3.05.2012

Psychonauts Review

Psychonauts (PC)

Save the turtle, save the world.

Being a big fan of The Secret of Monkey Island, and with all the hubbub surrounding Tim Schafer's Kickstarter Project, I couldn't resist firing up one of his earlier critically acclaimed works, Psychonauts.

Psychonauts follows the story of young Rasputin, or Raz, who crashes a summer camp for psychics of his age. Initially shooed off by his peers and the camp counselors (who double as secret agents of the psychic variety), Raz has two days to prove himself before his parents come to pick him up. As camp progresses, it becomes apparent that Raz is not a typical talent; and when a larger conspiracy involving the kidnapping of the camp's students begins to come to light, Raz is the only person that has the power to stop it.

The mindscapes that Raz encounters throughout the game are a breath of fresh air. The interactions between Raz's powers and items with the environment range between simple and unexpected. This game definitely isn't afraid to challenge you a bit and to make you try a little bit harder to get to the next level.

The areas themselves are a mix of Looney Toons and Tim Burton, with a dash of Inception (even though this game predates Inception by many years, the comparisons are apt). And while the distinctive style of this game really stands out among its peers, the humorous dialogue that accompanies this game brings it up another notch. Even in the rare instances where I could predict the punchlines, I still got a good laugh from the jokes.

As I mentioned before, this is a slightly more complex platformer than the average Mario or Zelda, and Psychonauts was an unexpectedly good video game given that I already had low expectations for this genre due to the mess that Skyward Sword was. My only complaint for this game are that the controls aren't as tight as I would have liked; it felt like auto-grabbing ledges/ropes didn't work all time, leading to some pretty senseless deaths.

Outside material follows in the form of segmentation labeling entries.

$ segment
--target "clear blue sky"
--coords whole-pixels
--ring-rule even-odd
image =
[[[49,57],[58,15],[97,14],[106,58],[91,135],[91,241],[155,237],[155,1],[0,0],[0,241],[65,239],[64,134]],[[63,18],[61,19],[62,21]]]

But overall, what a world of difference that unexpected stage themes and variety make in establishing a good platformer. Easy access to upgrades, save points, multiple types of fast travel points, dialogue! This game is nearly seven years old, and it beats the pants off of Skyward Sword in terms of story, creativity, features, and general entertainment value. Using this game as a reference point, I fear that Nintendo no longer 'gets it'.


Completion Time: 10 Hours.
Kenholic Rating: 7.0 out of 10.0

Final Words: Entertaining and fun. At 10 hours, why not give it a try?